What are you trying to do? Exclude all scripts that use the && operator?
Waldemar
Waldemar Horwat wrote:
What are you trying to do? Exclude all scripts that use the && operator?
Oops, I failed to describe the intended restrictions correctly. Any sequence of consecutive '&' would be allowed if followed by AmpFollower. But at least this tells me you were paying attention ;-)
Suppose that S is a Unicode string in which each character matches ValidChar below, not containing the subsequences "<!", "</" or "]]>", and
not containing ("&" followed by a character not matching AmpFollower). S encodes a syntactically correct ES3 or ES3.1 source text chosen by an attacker.
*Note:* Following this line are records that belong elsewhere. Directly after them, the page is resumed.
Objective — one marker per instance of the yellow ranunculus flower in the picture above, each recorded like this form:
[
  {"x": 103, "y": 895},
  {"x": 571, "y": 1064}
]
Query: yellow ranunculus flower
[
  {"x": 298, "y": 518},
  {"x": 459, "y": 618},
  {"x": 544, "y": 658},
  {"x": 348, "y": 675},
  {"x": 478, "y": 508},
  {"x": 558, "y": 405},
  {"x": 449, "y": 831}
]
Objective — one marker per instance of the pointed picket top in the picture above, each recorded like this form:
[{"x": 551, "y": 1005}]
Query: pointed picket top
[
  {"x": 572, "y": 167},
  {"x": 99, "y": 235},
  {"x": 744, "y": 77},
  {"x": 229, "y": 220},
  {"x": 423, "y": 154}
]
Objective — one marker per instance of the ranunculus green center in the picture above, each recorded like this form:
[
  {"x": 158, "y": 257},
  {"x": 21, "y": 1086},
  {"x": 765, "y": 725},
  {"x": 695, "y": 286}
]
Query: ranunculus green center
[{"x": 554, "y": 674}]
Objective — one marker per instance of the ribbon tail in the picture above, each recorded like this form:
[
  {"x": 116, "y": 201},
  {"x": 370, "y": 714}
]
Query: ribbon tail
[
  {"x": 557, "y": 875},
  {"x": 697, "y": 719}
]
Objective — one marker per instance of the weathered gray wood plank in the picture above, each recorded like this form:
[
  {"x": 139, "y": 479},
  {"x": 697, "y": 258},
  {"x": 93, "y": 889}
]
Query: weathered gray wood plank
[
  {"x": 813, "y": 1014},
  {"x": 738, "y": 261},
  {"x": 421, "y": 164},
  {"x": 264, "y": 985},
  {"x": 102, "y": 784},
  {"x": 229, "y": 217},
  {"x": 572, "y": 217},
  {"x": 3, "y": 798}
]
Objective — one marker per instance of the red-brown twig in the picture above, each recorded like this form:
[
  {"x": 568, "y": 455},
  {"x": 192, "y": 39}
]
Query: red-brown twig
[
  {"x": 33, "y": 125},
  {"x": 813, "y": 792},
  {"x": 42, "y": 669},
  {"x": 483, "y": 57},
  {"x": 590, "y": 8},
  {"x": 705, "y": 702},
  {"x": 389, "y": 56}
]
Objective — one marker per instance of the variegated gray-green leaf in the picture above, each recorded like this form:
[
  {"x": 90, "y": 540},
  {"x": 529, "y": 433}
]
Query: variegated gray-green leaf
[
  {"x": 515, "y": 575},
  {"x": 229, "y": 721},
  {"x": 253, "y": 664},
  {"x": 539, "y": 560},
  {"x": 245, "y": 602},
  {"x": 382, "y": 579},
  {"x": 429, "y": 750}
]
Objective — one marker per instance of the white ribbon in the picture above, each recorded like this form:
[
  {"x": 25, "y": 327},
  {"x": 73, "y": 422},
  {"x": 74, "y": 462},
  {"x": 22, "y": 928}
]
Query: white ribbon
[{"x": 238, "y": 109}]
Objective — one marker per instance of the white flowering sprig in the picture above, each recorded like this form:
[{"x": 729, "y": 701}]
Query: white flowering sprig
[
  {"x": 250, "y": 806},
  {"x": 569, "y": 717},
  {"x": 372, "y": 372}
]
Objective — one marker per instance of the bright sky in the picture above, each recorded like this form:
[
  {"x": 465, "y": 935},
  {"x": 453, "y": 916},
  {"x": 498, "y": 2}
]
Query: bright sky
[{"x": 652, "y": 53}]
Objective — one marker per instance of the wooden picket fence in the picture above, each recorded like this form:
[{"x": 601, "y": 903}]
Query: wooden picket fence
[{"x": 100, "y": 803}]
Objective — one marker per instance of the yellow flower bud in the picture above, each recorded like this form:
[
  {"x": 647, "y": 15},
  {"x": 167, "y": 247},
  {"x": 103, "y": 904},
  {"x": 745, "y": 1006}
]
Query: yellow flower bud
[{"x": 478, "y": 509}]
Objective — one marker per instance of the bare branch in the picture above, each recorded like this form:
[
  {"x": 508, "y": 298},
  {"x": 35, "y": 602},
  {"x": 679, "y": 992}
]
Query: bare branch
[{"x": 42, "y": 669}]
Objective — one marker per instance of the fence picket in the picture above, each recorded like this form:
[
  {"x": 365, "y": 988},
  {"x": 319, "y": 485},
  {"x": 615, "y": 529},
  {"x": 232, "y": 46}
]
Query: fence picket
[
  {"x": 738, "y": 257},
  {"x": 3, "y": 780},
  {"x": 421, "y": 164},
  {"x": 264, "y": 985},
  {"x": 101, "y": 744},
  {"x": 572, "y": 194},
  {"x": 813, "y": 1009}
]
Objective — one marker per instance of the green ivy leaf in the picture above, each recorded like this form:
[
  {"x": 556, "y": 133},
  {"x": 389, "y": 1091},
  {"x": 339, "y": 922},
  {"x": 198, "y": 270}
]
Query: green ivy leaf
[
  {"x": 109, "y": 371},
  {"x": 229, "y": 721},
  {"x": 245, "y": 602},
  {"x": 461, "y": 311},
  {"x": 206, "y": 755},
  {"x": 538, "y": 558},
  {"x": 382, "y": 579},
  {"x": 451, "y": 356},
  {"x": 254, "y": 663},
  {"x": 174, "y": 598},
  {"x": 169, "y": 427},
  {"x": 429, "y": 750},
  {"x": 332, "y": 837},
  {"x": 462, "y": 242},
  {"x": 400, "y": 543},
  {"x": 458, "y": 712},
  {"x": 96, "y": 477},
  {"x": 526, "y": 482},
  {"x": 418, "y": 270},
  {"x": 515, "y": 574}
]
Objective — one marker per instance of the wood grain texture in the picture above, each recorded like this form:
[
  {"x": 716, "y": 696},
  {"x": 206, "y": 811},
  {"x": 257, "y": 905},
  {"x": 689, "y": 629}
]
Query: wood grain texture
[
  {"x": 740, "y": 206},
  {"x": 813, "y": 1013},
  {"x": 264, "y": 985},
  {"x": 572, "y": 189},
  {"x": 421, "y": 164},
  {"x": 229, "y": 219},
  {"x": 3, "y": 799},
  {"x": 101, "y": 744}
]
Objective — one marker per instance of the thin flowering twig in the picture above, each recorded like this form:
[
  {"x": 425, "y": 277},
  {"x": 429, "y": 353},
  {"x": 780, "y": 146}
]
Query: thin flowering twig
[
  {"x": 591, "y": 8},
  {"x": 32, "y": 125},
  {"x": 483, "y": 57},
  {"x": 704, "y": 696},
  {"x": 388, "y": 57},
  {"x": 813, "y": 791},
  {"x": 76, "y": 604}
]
ValidChar :: one of '\u0009' '\u000A' '\u000D' // TAB, LF, CR [\u0020-\u007E] [\u00A0-\u00AC] [\u00AE-\u05FF] [\u0604-\u06DC] [\u06DE-\u070E] [\u0710-\u17B3] [\u17B6-\u200A] [\u2010-\u2027] [\u202F-\u205F] [\u2070-\uD7FF] [\uE000-\uFDCF] [\uFDF0-\uFEFE] [\uFF00-\uFFEF]
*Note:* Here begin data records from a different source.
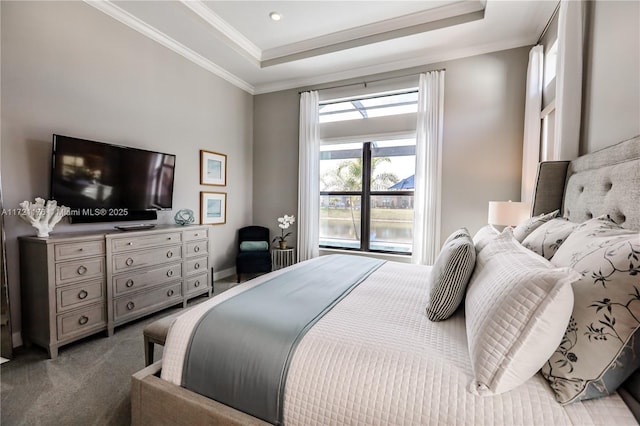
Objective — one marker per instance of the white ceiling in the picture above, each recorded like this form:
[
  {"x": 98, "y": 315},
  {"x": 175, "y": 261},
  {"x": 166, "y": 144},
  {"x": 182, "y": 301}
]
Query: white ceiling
[{"x": 323, "y": 41}]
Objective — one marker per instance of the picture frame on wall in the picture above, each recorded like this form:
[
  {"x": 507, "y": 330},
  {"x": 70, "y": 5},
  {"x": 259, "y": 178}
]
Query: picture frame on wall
[
  {"x": 213, "y": 168},
  {"x": 213, "y": 208}
]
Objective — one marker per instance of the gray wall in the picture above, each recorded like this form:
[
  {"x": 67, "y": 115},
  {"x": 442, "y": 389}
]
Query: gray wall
[
  {"x": 611, "y": 100},
  {"x": 69, "y": 69},
  {"x": 275, "y": 161},
  {"x": 482, "y": 152}
]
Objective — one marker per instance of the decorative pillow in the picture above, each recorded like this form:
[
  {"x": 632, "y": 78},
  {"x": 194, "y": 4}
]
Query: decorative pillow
[
  {"x": 528, "y": 226},
  {"x": 601, "y": 345},
  {"x": 548, "y": 237},
  {"x": 450, "y": 275},
  {"x": 254, "y": 246},
  {"x": 486, "y": 234},
  {"x": 517, "y": 308}
]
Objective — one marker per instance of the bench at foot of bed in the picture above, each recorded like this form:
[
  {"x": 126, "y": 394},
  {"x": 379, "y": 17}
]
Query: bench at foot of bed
[{"x": 158, "y": 402}]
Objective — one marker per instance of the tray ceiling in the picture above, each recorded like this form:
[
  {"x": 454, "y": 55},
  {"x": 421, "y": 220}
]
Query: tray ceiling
[{"x": 323, "y": 41}]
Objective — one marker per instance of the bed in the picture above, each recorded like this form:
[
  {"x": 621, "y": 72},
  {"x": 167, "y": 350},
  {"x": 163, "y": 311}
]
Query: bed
[{"x": 370, "y": 361}]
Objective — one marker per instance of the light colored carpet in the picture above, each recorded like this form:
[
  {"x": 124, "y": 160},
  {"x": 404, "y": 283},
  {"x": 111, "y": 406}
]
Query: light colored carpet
[{"x": 88, "y": 384}]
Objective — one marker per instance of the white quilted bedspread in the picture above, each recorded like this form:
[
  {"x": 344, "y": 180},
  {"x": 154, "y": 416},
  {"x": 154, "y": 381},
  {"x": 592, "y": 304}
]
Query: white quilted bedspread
[{"x": 376, "y": 359}]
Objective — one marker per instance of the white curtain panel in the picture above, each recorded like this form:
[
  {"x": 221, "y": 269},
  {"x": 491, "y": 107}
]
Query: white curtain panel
[
  {"x": 569, "y": 80},
  {"x": 309, "y": 177},
  {"x": 427, "y": 192},
  {"x": 532, "y": 109}
]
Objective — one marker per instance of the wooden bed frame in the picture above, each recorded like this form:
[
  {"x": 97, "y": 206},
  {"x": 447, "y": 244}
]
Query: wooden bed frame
[{"x": 157, "y": 402}]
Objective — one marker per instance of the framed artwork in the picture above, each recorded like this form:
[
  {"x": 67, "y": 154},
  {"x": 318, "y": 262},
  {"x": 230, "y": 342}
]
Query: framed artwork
[
  {"x": 213, "y": 208},
  {"x": 213, "y": 168}
]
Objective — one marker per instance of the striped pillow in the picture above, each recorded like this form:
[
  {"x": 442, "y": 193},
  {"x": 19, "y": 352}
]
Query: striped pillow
[{"x": 450, "y": 274}]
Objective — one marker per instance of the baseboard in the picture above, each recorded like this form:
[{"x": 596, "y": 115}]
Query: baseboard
[
  {"x": 224, "y": 273},
  {"x": 16, "y": 339}
]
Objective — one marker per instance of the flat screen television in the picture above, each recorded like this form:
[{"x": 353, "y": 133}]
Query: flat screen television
[{"x": 102, "y": 182}]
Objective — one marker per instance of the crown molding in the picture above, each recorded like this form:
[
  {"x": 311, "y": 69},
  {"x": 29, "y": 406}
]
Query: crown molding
[
  {"x": 233, "y": 37},
  {"x": 404, "y": 64},
  {"x": 154, "y": 34},
  {"x": 420, "y": 22}
]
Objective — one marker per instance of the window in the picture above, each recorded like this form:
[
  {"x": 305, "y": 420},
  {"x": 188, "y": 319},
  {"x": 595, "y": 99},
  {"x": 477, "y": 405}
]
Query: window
[
  {"x": 379, "y": 105},
  {"x": 366, "y": 195}
]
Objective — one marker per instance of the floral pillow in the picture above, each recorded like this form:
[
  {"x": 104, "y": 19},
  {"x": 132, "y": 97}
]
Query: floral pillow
[
  {"x": 516, "y": 311},
  {"x": 601, "y": 346},
  {"x": 548, "y": 237},
  {"x": 521, "y": 231}
]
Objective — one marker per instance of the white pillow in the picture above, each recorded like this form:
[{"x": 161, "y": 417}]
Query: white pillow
[
  {"x": 549, "y": 236},
  {"x": 517, "y": 309},
  {"x": 486, "y": 234},
  {"x": 601, "y": 344},
  {"x": 525, "y": 228}
]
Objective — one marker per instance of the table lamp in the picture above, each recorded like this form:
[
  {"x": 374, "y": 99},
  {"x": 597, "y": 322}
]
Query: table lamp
[{"x": 507, "y": 213}]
AmpFollower :: one of '=' '(' '+' '-' '!' '~' '"' '/' [0-9] '\u0027' '\u005C' '\u0020' '\u0009' '\u000A' \u000D' // single quote, backslash, space, TAB, LF, CR
(ValidChar excludes format control characters, and some other characters known to be mishandled by browsers. AmpFollower is intended to exclude characters that can start an entity reference.)
S is inserted between "<script>" and "</script>" in a place where a <script> tag is allowed in an otherwise valid HTML document, or
between "<script><![CDATA[" and "]]></script>" in a place where a <script> tag is allowed in an otherwise valid XHTML document.
The HTML or XHTML document starts with a correct <!DOCTYPE or <?xml declaration respectively, and is encoded as well-formed UTF-8.
Are these restrictions sufficient to ensure that the embedded script is interpreted as it would have been if referenced from an external file, foiling any attempts of browsers to collude with the attacker in misparsing it?
Are some of the restrictions unnecessary?